Ante la entrevista de Pedro Sanchez con Quim Torra. Andreu Claret y Jose Antonio Zarzalejos. Mini-crónicas catalanas y El Periodico

Andreu Claret dice:

Mini-Crónicas catalanas /96
LOS PRESOS, LOS POLITICOS Y EL ESPEJO. La vuelta de los presos a Catalunya es una excelente noticia. También es una oportunidad para que los políticos se miren en el espejo. Todos los políticos. Los que han intentado acabar con el reto independentista esgrimiendo la ley, y sólo esgrimiéndola, y los que han soñado en hacer realidad la República catalana quebrándola.

Por mucho que Sánchez y Torra hayan coincidido, por razones opuestas, en que los presos están aquí porque lo prevé la legislación penitenciaria, lo cierto es que la paradoja es de órdago. Para unos, porque están aquí pero no están en casa. Una contradicción insufrible, que se intenta subsanar con gestos y parlamentos. Para otros, porque la llegada triunfal de los presos a Catalunya ha supuesto descubrir (¡a estas alturas!) el nivel de desafección que existe. La desafortunadísima metáfora de la zorra puesta a guardar las gallinas utilizada por Saenz de Santamaria revela más de lo que pretende reprochar. Trata la Generalitat como si ya no fuera Estado. Como una quinta columna con la que nada es posible, salvo derrotarla.
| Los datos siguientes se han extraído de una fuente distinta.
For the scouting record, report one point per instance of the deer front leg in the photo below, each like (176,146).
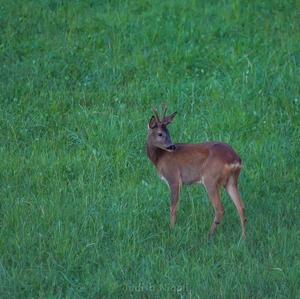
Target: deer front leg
(175,189)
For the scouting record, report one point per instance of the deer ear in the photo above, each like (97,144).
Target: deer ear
(168,119)
(152,123)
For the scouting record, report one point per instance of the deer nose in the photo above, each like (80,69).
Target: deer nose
(171,147)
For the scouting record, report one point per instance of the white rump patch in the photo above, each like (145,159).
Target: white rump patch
(233,165)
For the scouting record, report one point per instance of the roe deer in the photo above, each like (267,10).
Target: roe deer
(213,164)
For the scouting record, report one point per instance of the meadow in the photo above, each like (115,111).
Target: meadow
(83,213)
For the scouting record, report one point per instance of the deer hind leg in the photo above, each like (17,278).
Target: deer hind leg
(232,189)
(175,189)
(213,194)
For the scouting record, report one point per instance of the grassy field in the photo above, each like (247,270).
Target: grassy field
(82,211)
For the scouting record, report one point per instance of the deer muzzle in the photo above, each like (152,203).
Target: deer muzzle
(171,147)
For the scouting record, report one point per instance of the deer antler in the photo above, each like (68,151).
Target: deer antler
(164,108)
(155,112)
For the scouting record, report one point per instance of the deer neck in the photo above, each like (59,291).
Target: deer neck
(154,153)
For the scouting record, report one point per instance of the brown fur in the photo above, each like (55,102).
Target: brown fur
(213,164)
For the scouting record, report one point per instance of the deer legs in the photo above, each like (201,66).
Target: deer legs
(175,189)
(234,193)
(213,194)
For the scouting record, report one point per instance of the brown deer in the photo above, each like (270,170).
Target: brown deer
(213,164)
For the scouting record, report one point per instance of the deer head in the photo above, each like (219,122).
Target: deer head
(158,134)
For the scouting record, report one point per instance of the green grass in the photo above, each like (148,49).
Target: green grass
(82,211)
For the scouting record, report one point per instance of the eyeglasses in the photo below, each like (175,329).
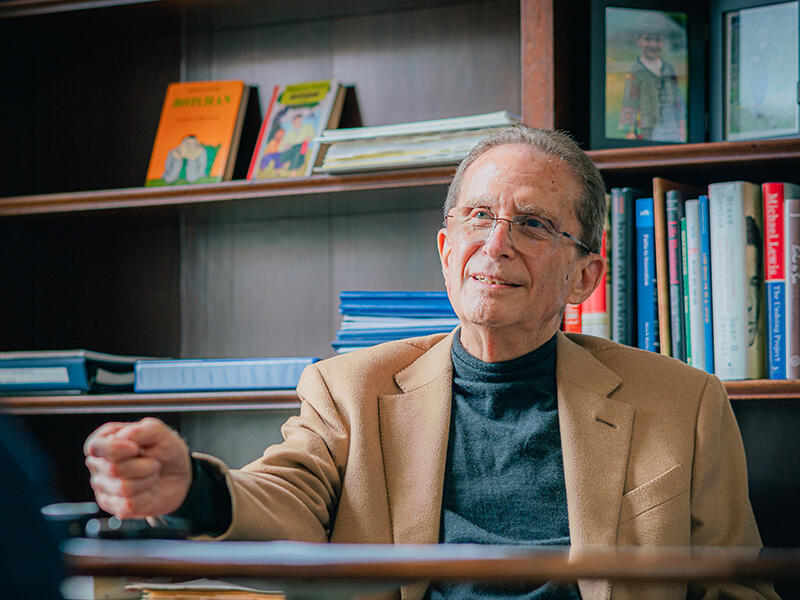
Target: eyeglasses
(528,233)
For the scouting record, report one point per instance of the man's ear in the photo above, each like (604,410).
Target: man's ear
(443,243)
(587,273)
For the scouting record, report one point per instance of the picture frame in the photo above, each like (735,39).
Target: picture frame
(647,73)
(754,69)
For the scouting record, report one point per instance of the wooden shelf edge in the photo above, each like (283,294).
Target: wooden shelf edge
(695,155)
(755,389)
(221,192)
(150,403)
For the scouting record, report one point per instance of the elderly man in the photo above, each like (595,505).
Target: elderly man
(504,431)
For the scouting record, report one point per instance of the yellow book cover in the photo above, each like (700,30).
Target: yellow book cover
(198,133)
(297,113)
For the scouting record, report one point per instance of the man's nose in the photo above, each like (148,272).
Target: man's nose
(499,238)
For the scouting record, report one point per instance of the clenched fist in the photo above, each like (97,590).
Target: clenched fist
(138,469)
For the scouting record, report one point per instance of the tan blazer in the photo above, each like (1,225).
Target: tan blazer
(652,456)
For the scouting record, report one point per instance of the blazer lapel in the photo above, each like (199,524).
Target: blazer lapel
(595,439)
(414,427)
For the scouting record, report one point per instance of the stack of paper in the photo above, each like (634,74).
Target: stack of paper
(201,589)
(370,318)
(436,142)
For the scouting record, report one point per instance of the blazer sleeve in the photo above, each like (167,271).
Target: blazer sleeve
(721,511)
(291,491)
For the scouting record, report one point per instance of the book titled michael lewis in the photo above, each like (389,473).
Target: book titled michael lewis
(776,260)
(737,279)
(226,374)
(198,133)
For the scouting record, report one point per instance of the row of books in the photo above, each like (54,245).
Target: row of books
(203,134)
(86,371)
(708,276)
(373,317)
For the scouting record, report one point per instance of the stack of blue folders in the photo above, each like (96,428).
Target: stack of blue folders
(370,318)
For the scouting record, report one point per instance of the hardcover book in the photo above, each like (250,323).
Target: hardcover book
(660,188)
(227,374)
(674,214)
(646,296)
(736,279)
(792,212)
(623,266)
(198,133)
(705,283)
(694,285)
(776,257)
(296,115)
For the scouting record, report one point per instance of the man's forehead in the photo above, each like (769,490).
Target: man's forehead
(520,173)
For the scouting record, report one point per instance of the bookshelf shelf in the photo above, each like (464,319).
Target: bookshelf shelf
(131,198)
(762,153)
(149,403)
(759,389)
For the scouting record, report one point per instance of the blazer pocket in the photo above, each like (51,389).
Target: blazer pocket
(655,492)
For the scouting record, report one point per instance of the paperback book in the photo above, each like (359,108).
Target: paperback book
(198,134)
(296,115)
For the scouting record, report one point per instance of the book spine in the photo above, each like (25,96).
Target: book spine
(662,270)
(646,294)
(218,375)
(695,336)
(705,281)
(775,279)
(572,318)
(594,310)
(674,212)
(685,300)
(792,214)
(623,307)
(736,248)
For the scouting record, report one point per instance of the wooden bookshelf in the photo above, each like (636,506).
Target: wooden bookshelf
(148,197)
(757,389)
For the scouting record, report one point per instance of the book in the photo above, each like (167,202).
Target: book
(694,284)
(434,142)
(572,318)
(775,282)
(792,216)
(200,589)
(65,372)
(297,114)
(198,134)
(685,299)
(623,266)
(646,294)
(736,279)
(223,374)
(674,214)
(705,282)
(594,310)
(660,188)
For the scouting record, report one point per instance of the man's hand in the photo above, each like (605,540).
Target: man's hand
(138,469)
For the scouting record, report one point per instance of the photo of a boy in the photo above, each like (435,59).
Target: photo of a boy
(652,103)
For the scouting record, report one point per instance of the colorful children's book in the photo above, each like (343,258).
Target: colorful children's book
(297,114)
(198,134)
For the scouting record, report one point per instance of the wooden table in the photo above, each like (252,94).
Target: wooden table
(302,569)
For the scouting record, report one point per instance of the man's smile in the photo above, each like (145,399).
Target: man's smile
(493,281)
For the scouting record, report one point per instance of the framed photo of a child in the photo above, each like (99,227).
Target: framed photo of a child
(754,69)
(647,75)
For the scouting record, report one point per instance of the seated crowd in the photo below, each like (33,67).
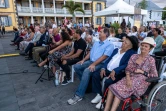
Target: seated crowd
(95,57)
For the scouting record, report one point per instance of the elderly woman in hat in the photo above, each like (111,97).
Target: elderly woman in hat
(139,68)
(114,67)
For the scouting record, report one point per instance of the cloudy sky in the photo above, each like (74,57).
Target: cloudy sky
(160,3)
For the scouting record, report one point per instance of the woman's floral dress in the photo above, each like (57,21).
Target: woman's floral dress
(58,54)
(139,84)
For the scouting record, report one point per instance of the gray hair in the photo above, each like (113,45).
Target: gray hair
(106,31)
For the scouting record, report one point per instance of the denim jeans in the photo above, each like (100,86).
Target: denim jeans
(84,75)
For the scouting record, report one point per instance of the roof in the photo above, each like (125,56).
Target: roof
(152,6)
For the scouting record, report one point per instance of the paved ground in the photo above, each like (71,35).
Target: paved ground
(18,92)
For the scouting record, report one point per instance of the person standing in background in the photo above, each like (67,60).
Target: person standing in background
(3,30)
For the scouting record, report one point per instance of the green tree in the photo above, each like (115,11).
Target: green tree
(143,4)
(72,8)
(164,14)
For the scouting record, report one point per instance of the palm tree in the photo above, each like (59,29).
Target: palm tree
(72,8)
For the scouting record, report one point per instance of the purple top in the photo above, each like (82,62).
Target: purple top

¿Se dan cuenta lo que supone llegar a semejante conclusión? Se entiende el pasmo de unos y otros. De quienes no creen en la ley, porque es española, y de quienes ya no creen en la política porque con los catalanes nada queda por negociar. A todos ellos, el espejo les devuelve hoy una imagen inquietante. No es para menos. ¡Junqueras, Forcadell y otros líderes del Procés durmiendo en celdas cuyas llaves están en manos de Quim Torra! Es algo difícil no sólo de imaginar sino de digerir. Y no únicamente para los políticos. Tanto, que me parece insostenible. Como ciudadano, porque siempre he pensado que la prisión provisional hace tiempo que no se justifica. Como analista, porque creo que no hay quien pueda gestionar durante mucho tiempo tanta tensión emocional. Quiero creer que detrás de la decisión hay algo más que un estricto cumplimiento de la ley. Que no hay sólo ingenuidad a lo Zapatero, sino visión estratégica. Datos que permiten asegurar que la prisión provisional tiene los días contados. Quiero pensar que todo el mundo es consciente de ello. En Catalunya, para actuar con cordura, es decir de acuerdo a la ley, más allá de las emociones comprensibles, y en el resto de España para rechazar las visiones tremendistas que presentan un gesto de buena voluntad como el principio del apocalipsis.

Prefiero imaginar que esta medida es algo más que justicia y compasión. Que es una decisión política capaz de abrir un nuevo escenario. Pronto lo sabremos. El lunes.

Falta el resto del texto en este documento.